On 23 December 25 members of the Chamber of Deputies, the lower house of Parliament, introduced a motion calling for the central government to recall Gizenga to the capital, disband his gendarmerie, and appoint a special commissioner to assume control over Orientale's administration. On 8 January 1962, the Chamber of Deputies passed a resolution demanding that Gizenga be recalled and return to Léopoldville within 48 hours, the disbanding of his militia, and the appointment of a special commission to reestablish central authority in Orientale. Two days later, Gizenga responded by saying he would do nothing unless the Katangan secession was resolved. Adoula ordered General Lundula to arrest Gizenga and dissolve what remained of his administration. Gizenga retaliated by ordering the provincial gendarmerie to detain Lundula and the UN officials in Stanleyville who had been investigating the Kindu atrocity. The officers of the gendarmerie refused to enforce the order, probably because the UN alerted its local garrison of the situation. On 12 January, a motion to strip Gizenga from his ministerial post was introduced in the Chamber. The following day, the provincial president of Orientale pledged his support to the central government and expressed his wish for Gizenga to leave Stanleyville. Clashes between gendarmes and central government troops throughout the city ensued, resulting in several deaths. Lundula, with the support of Adoula, requested UN assistance in eliminating the gendarmerie. UN Secretary General U Thant ordered peacekeeping troops to restore order while Lundula's soldiers surrounded Gizenga's residence. Gradually Gizenga's militia surrendered and he was placed under house arrest. From 14 to 16 January a platoon of peacekeepers assisted Lundula's troops in disarming the provincial gendarmerie. On 15 January Gizenga was formally censured by Parliament and stripped of the vice premiership.

== Aftermath ==
Gizenga's arrest deepened divisions in Parliament. Upon his own request, UN troops assumed the task of guarding Gizenga.
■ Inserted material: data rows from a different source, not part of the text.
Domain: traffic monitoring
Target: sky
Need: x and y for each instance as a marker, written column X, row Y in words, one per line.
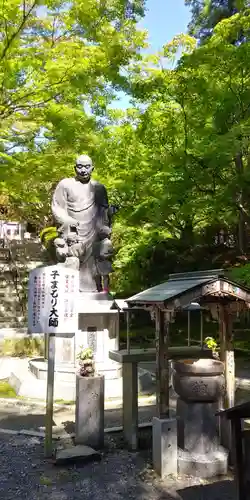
column 163, row 20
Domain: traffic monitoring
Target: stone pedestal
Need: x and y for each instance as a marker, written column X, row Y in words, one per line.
column 99, row 329
column 199, row 450
column 89, row 421
column 164, row 446
column 200, row 385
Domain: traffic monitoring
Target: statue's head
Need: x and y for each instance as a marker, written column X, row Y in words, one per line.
column 84, row 168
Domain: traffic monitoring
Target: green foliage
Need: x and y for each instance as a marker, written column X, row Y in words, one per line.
column 206, row 14
column 241, row 275
column 47, row 235
column 86, row 362
column 6, row 391
column 177, row 162
column 57, row 61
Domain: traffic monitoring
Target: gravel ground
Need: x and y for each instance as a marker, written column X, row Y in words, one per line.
column 120, row 475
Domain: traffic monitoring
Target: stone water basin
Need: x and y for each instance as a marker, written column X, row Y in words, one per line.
column 199, row 380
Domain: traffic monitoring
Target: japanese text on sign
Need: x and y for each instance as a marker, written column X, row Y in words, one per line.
column 53, row 293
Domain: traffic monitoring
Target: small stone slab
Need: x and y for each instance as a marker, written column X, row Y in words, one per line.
column 79, row 453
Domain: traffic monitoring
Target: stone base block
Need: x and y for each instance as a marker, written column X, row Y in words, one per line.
column 89, row 421
column 164, row 432
column 205, row 466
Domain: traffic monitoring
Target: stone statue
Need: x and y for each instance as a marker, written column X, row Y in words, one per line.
column 81, row 212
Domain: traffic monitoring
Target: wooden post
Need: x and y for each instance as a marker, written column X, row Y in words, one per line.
column 48, row 445
column 227, row 356
column 162, row 364
column 201, row 327
column 239, row 461
column 127, row 314
column 188, row 328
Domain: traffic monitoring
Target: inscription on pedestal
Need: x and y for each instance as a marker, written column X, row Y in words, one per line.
column 92, row 338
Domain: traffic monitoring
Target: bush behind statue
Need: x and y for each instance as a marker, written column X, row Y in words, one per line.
column 86, row 362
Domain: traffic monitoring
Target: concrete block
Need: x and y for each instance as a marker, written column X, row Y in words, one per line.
column 90, row 411
column 165, row 446
column 76, row 454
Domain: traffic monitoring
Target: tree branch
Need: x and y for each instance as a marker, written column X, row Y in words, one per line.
column 19, row 29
On 20 January 1962, he was, at the behest of General Lundula and the provincial government, flown by the UN to Léopoldville. Two days later, Gizenga requested that the UN lift its guard, which was quickly replaced by the central government's "protection". On 25 January, he was imprisoned at Camp Kokolo. Upon request from Gizenga, Thant asked that Adoula respect the rival leader's legal rights. In February Adoula assured leftist members of his government that Gizenga would not be executed. He was eventually incarcerated on Bula Mbemba Island at the mouth of the Congo River, where he would remain until his release in 1964.
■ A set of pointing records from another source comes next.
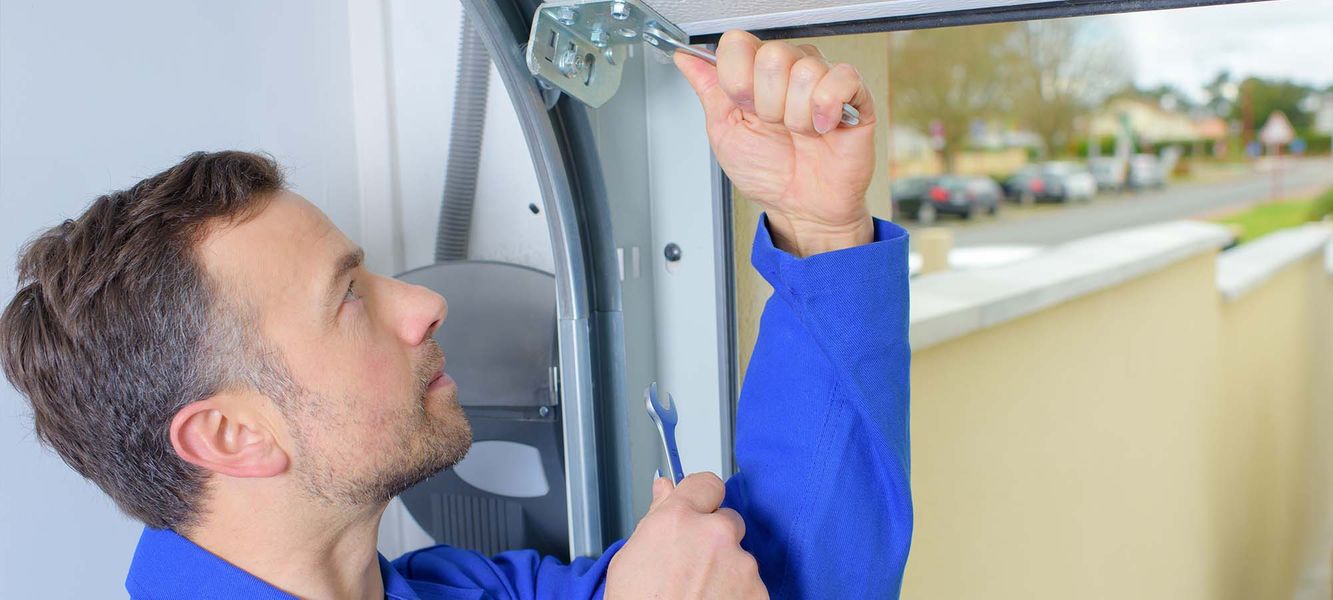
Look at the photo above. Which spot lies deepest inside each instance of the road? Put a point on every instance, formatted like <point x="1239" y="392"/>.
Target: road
<point x="1055" y="224"/>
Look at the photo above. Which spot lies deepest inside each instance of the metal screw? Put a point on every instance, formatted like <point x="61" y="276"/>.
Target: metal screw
<point x="597" y="38"/>
<point x="571" y="63"/>
<point x="567" y="16"/>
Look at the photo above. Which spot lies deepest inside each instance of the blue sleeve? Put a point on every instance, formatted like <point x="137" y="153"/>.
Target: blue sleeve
<point x="516" y="575"/>
<point x="821" y="434"/>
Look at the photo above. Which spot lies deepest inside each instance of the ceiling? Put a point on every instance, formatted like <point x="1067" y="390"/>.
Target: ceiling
<point x="711" y="16"/>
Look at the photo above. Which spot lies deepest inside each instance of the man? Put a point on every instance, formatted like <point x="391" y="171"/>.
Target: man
<point x="208" y="350"/>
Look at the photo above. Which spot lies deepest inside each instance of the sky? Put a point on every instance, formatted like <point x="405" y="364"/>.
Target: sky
<point x="1276" y="39"/>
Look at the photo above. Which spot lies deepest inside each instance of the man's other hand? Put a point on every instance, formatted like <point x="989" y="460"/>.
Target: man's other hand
<point x="685" y="548"/>
<point x="772" y="114"/>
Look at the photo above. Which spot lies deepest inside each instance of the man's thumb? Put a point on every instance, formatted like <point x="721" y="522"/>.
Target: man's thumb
<point x="703" y="78"/>
<point x="661" y="488"/>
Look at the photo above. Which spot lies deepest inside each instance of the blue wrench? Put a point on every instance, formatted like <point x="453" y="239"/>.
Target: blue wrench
<point x="664" y="415"/>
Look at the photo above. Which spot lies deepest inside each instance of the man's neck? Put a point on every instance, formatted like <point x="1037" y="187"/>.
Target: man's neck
<point x="307" y="548"/>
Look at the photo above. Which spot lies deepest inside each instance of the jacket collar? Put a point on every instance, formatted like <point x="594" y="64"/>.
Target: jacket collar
<point x="168" y="566"/>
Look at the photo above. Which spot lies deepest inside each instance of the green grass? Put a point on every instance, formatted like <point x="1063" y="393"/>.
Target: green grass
<point x="1264" y="219"/>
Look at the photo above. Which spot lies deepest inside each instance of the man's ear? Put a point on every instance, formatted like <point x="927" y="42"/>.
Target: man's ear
<point x="228" y="435"/>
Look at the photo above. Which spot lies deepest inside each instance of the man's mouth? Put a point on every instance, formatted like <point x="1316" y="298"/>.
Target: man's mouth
<point x="440" y="379"/>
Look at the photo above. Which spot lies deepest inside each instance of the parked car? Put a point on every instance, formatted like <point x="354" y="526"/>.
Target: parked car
<point x="1057" y="182"/>
<point x="1109" y="172"/>
<point x="927" y="198"/>
<point x="1145" y="171"/>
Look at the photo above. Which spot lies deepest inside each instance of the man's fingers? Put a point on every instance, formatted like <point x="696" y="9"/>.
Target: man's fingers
<point x="736" y="67"/>
<point x="701" y="492"/>
<point x="811" y="50"/>
<point x="841" y="84"/>
<point x="805" y="75"/>
<point x="733" y="523"/>
<point x="772" y="72"/>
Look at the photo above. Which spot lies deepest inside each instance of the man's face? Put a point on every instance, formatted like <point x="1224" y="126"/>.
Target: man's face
<point x="371" y="411"/>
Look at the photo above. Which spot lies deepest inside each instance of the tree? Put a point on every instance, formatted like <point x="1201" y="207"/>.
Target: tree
<point x="952" y="75"/>
<point x="1261" y="98"/>
<point x="1063" y="68"/>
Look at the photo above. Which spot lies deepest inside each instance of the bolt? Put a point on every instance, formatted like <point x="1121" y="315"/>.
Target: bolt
<point x="571" y="63"/>
<point x="599" y="38"/>
<point x="567" y="16"/>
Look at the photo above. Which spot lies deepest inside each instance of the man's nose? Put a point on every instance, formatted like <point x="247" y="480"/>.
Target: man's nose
<point x="421" y="311"/>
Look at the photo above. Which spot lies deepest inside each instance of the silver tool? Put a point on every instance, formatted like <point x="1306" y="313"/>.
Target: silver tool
<point x="656" y="38"/>
<point x="665" y="418"/>
<point x="580" y="47"/>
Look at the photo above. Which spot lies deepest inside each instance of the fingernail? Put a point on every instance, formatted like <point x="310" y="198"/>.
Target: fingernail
<point x="821" y="123"/>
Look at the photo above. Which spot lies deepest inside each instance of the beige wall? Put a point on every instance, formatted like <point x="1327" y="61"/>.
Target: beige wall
<point x="1148" y="442"/>
<point x="1063" y="455"/>
<point x="1272" y="472"/>
<point x="1151" y="442"/>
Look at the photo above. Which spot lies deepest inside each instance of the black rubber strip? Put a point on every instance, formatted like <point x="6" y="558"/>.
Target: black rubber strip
<point x="973" y="16"/>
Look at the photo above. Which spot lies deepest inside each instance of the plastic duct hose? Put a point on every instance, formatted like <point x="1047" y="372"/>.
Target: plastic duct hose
<point x="465" y="132"/>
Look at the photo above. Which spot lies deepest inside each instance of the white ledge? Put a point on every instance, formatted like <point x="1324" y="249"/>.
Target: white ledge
<point x="1243" y="268"/>
<point x="953" y="304"/>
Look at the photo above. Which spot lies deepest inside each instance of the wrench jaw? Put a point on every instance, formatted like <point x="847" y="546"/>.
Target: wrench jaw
<point x="665" y="418"/>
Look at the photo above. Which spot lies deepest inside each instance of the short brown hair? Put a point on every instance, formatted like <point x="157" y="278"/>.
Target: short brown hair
<point x="116" y="326"/>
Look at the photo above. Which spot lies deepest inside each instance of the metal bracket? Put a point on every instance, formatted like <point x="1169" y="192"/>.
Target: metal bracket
<point x="580" y="46"/>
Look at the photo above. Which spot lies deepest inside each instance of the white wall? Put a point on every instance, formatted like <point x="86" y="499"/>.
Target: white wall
<point x="424" y="48"/>
<point x="95" y="96"/>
In May, a Chamber of Deputies commission found Gizenga guilty of inciting a mutiny, mistreating prisoners, and seeking foreign aid (from President Nasser of Egypt) to launch a rebellion. He was formally impeached and his parliamentary immunity was removed. In August, the Orientale was divided into three provinces, thereby weakening its position as a political body. The following month, Stanleyville was brought directly under central administration.